By Lawrence Summers
(Reuters) - The economics commentariat and no small part of the political debate in recent weeks has been consumed with the controversy surrounding the work of my Harvard colleagues (and friends) Carmen Reinhart and Ken Rogoff (RR).
Their work had been widely interpreted as establishing that economic growth was likely to stagnate in a country once its government debt-to-GDP ratio exceeded 90 percent.
Scholars at the University of Massachusetts have demonstrated and RR have acknowledged that they made a coding error that resulted in their omitting some relevant data in forming their results and also have noted that using updated data for several countries reduces substantially the strength of some of the statistical patterns they asserted. Issues have also arisen with respect to how RR weighted observations in forming the averages on which they base their conclusions.
Many have said that the questions raised undermine the claims of austerity advocates around the world that deficits should be quickly reduced. Some have gone so far as to blame RR for the unemployment of millions, asserting that they provided crucial intellectual ammunition for austerity policies.
Others believe that even after re-analysis the data support the view that deficit and debt burden reduction is important in most of the industrialized world. Still others regard the controversy as calling into question the usefulness of statistical research on economic policy questions.
Where should these debates settle? From the perspective of someone who has done a fair amount of econometric research, consumed such research as a policymaker and participated as an advocate in debates about fiscal stimulus and austerity, here would be my takeaways.
First, the RR experience should accelerate the evolution of mores with respect to economic research. Rogoff and Reinhart are rightfully regarded as careful, honest scholars. Anyone close to the process of economic research will recognize that data errors like the ones they made are distressingly common. Indeed the JP Morgan risk models in use when the "London Whale" trade was placed had errors not unlike those made by RR.
In the future, authors and journals and commentators need to devote more effort to replicating significant results before broadcasting them widely. More generally, no important policy conclusion should ever be based solely on a single statistical result. Policy judgments should be based on the accumulation of evidence from multiple studies done with differing methodological approaches.
Even then, there should be a reluctance to accept conclusions from "models" without an intuitive understanding of what is driving them. It is right and understandable that scholars want their findings to inform the policy debate.

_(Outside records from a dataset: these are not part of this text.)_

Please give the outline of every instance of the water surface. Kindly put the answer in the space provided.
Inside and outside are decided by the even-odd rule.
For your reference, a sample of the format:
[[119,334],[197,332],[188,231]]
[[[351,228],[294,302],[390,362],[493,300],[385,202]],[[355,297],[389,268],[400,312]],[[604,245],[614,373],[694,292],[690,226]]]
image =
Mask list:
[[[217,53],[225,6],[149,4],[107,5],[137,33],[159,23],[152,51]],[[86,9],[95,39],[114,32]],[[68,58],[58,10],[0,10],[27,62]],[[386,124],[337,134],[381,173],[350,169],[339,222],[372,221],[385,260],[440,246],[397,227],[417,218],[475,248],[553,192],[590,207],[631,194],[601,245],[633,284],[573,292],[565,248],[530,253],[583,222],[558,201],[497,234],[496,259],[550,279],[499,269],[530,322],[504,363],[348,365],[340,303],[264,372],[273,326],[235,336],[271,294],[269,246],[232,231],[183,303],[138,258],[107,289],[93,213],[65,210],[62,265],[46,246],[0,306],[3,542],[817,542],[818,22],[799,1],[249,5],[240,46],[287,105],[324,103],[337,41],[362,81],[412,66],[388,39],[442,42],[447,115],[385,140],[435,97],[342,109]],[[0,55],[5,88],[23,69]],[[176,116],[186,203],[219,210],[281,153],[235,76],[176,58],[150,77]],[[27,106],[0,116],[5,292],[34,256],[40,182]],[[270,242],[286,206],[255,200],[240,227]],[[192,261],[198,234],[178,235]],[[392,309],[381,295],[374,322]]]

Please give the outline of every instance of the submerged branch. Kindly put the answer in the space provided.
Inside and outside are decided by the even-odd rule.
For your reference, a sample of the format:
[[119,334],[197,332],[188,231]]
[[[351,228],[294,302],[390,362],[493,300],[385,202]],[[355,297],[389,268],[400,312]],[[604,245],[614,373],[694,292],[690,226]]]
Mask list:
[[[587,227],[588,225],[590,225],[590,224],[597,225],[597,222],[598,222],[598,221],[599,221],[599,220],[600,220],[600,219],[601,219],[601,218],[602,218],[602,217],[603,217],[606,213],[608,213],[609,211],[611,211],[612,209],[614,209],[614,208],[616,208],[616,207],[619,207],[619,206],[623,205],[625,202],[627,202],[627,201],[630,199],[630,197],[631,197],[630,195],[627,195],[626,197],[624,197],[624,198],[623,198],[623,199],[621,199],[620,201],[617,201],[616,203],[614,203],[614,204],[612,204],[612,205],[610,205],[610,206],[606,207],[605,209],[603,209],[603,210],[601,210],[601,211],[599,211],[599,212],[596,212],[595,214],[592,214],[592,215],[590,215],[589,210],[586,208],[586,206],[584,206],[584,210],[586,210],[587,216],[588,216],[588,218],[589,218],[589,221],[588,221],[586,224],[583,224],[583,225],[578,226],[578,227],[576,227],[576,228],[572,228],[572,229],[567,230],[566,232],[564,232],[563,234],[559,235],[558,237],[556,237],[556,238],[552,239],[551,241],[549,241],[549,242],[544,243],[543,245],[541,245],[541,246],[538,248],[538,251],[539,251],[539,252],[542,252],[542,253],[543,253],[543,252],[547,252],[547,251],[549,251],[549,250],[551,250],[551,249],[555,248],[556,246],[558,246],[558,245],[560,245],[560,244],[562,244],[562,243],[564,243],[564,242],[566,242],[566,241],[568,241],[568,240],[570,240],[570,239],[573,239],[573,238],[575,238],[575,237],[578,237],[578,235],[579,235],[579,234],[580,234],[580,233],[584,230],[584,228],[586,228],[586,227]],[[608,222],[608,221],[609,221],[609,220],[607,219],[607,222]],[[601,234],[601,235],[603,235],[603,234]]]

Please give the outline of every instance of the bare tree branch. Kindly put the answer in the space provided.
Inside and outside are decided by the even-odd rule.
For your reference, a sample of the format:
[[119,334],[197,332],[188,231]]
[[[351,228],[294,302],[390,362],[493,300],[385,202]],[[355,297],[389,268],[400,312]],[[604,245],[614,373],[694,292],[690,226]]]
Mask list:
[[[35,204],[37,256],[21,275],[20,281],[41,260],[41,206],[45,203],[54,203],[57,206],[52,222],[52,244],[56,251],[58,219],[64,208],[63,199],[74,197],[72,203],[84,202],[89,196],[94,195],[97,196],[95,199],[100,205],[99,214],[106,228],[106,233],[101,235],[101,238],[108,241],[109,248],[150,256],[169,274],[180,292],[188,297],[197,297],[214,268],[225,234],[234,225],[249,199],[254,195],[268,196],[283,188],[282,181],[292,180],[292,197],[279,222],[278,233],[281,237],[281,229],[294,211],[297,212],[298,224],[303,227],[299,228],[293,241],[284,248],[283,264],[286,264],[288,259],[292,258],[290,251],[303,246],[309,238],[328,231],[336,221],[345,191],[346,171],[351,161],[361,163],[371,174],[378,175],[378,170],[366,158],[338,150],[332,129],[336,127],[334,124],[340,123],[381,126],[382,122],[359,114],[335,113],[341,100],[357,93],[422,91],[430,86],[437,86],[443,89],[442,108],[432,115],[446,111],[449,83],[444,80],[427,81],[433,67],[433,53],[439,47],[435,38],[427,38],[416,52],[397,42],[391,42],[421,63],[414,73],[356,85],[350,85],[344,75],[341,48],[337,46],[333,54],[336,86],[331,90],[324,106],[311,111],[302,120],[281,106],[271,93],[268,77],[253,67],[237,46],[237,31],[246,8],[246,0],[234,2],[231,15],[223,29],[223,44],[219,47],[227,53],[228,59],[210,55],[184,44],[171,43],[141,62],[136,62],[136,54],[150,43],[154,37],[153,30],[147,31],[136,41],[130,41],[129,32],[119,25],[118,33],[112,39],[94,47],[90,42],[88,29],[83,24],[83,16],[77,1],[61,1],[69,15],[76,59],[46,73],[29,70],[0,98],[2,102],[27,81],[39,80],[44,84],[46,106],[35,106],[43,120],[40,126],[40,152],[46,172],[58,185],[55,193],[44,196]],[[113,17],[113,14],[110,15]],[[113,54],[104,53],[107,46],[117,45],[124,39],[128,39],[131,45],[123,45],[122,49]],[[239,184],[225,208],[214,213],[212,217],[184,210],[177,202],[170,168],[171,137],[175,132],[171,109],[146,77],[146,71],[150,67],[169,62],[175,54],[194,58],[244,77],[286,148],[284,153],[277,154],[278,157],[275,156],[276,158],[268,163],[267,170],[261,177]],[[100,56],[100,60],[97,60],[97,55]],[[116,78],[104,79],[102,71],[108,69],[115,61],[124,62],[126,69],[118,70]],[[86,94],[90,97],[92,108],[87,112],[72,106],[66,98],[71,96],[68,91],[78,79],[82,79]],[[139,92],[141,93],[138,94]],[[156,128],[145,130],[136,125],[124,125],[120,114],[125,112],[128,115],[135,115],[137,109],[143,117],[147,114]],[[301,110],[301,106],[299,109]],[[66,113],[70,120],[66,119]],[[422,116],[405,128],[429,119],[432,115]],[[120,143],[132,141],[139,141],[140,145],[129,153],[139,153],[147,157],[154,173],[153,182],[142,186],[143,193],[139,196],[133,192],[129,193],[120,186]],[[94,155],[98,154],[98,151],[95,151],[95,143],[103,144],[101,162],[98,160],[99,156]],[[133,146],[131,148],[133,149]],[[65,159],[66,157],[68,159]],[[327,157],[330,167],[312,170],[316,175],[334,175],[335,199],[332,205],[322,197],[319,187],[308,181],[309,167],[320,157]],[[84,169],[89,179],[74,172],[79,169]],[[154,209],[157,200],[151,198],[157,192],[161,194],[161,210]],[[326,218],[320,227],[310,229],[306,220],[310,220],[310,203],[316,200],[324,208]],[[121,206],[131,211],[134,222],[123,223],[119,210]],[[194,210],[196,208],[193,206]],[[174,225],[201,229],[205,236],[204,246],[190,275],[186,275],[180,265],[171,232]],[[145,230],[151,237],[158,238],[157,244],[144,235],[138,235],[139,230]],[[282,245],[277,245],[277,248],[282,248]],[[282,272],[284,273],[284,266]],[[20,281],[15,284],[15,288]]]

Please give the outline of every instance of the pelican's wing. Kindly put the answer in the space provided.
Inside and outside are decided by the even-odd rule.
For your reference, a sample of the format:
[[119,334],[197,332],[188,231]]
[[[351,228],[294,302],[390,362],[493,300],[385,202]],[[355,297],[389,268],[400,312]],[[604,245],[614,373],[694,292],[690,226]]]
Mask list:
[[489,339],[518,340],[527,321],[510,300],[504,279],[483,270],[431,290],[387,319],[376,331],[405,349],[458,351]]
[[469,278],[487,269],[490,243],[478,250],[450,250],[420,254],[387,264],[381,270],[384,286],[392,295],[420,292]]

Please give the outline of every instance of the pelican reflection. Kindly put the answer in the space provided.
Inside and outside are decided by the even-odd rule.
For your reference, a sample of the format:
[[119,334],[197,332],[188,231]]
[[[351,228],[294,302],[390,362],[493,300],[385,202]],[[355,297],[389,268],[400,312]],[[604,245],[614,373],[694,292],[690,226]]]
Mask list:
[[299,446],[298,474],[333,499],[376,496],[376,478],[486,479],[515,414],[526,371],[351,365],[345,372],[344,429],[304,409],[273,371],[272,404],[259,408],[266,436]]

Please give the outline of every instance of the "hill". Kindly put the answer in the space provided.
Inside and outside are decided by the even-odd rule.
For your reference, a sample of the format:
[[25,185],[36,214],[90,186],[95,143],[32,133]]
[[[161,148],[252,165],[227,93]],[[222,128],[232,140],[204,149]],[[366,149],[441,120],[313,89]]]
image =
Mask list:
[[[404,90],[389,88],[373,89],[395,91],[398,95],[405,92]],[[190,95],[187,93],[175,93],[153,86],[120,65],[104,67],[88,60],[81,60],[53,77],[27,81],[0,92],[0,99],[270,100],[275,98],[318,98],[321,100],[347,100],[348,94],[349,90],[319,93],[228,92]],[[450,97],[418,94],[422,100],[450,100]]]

But they have an obligation to discourage and on occasion contradict those who would oversimplify and exaggerate their conclusions.
Second, all participants in policy debates should retain a healthy skepticism about retrospective statistical analysis. Trillions of dollars have been lost and millions have been unemployed because the lesson learned from 60 years of experience between 1945 and 2005 was that "American house prices in aggregate always go up." This was no data problem or misanalysis. It was a data regularity until it wasn't.
The extrapolation from past experience to future outlook is always deeply problematic and needs to be done with great care. In retrospect, it was folly to believe that with data on about 30 countries it was possible to estimate a threshold beyond which debt became dangerous. Even if such a threshold existed, why should it be the same in countries with and without their own currency, with very different financial systems, cultures, degrees of openness and growth experiences? And there is the chestnut that correlation does not establish causation and any tendency for high debt and low growth to go together reflects the debt accumulation that follows from slow growth.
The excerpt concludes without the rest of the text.